The deal on today’s trading deadline was completed in mid-day by general managers Bing Devine of the Cardinals and John Holland of the Cubs.
Devine, making this horrible weak-hitting stretch in which the Cards have fallen below .500 with 10 defeats in their last 13 games, made his second bid in a 36-hour period to shore up the Cards’ peaked outfield punch.
Veteran lefthanded-hitting Bob Skinner, acquired from Cincinnati Saturday for $35,000 and a minor league catcher (Jim Saul).
The key men in today’s trade were the 28-year-old Broglio, a 21-game winner in 1960 and an 18-8 hurler last season, and Brock, a swift, powerful 25-year-old outfielder in his third major league season.
Both had been disappointing this year. Broglio was 3-5 for the Redbirds with a 3.53 ERA in 65 innings in which he gave up 26 walks and seven home runs. He had 36 strikeouts.

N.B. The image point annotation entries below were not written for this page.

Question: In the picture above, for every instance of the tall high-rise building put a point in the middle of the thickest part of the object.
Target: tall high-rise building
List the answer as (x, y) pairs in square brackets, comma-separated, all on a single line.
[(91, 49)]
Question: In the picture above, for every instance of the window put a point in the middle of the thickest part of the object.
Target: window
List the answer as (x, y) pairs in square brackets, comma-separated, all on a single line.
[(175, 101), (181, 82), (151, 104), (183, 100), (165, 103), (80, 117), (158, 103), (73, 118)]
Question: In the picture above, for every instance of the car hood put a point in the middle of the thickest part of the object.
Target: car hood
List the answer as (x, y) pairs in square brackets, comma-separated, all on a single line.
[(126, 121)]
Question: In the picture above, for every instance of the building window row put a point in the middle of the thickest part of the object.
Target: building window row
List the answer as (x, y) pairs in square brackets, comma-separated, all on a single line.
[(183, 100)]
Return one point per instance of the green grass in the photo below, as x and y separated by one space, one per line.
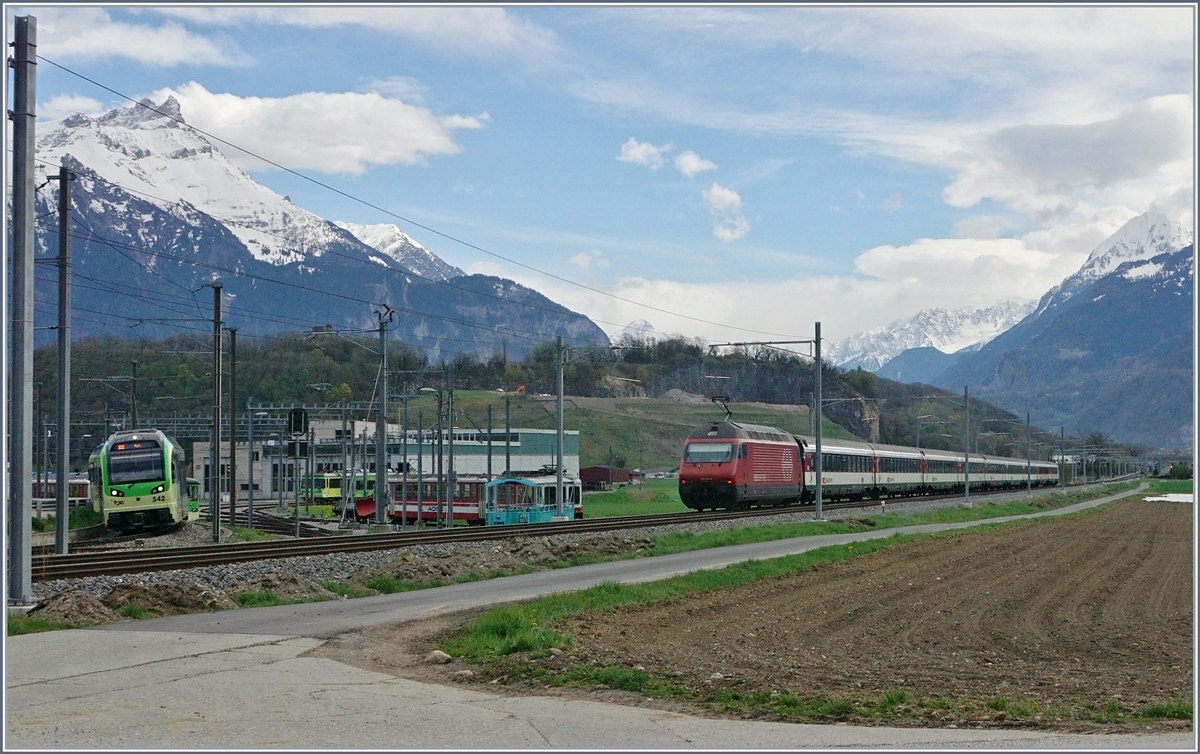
515 628
347 590
657 496
244 533
268 599
136 611
1175 710
25 624
79 518
1170 486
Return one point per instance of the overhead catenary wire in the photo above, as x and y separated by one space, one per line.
397 216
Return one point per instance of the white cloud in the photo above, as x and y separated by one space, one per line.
457 31
725 205
587 259
61 106
889 282
70 34
339 132
690 163
720 199
1050 171
399 87
643 154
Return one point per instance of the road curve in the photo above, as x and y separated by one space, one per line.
329 618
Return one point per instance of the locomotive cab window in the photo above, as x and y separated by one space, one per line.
708 453
136 467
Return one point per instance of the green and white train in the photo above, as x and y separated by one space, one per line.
139 482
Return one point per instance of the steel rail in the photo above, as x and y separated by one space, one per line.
118 562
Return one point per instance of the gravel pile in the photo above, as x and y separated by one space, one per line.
345 566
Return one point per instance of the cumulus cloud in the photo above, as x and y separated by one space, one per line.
587 259
337 132
725 205
93 35
1050 171
400 87
889 282
643 154
690 163
453 31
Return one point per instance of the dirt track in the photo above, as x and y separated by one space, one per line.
1063 615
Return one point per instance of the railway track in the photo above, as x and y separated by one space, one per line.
117 562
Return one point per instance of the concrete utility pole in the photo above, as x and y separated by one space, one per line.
347 492
21 382
451 478
382 419
561 357
966 446
215 450
133 396
403 460
63 472
819 400
233 422
250 462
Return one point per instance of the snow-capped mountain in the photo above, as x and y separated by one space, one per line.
397 245
948 330
147 150
159 213
1109 348
1141 238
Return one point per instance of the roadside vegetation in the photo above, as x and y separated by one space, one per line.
520 644
660 544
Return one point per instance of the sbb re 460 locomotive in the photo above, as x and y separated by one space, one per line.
736 465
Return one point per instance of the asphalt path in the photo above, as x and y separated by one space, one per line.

Brock, rushed up to the Cubs after only one year in the minors, batted .263 and .258 each of the last two years, occasionally hitting tremendous home runs (nine each year), including one of only two ever hit into the center field section of the Polo Grounds.
An improving outfielder with an adequate arm, Brock was batting .251 this year with nine doubles, two triples, two homers and 14 RBI’s in 215 at-bats. He had stolen 10 bases for the Cubs.
Manager Johnny Keane said he would play Brock regularly against both lefthanded and righthanded pitching.
Chicago’s need is starting pitching, so that Broglio would fit into the club’s plans.
“This gives us as good a pitching staff as there is in the league,” said Cub manager Bob Kennedy after cutting short participation in a golf outing. Brock had fallen into some disfavor with Kennedy, a stickler for sound application of baseball’s fundamentals. Kennedy was at times irritated by Brock’s erratic outfield play and occasionally unsound baserunning.
For the Cardinals, whose pitching has held up even in the discouraging offensive outlook, the aspect of the deal that is most significant — next to the acquisition of Brock — was the decision wo bring up Cuellar.
A 27-year-old Cuban who had only a two-game major league trial with Cincinnati in 1959, the lefthanded Cuellar has developed a screwball at Jacksonville. He owned a 6-1 record there with a sparkling 1.78 ERA, a result of only 57 hits and 15 walks in 75 innings, during which he fanned 64.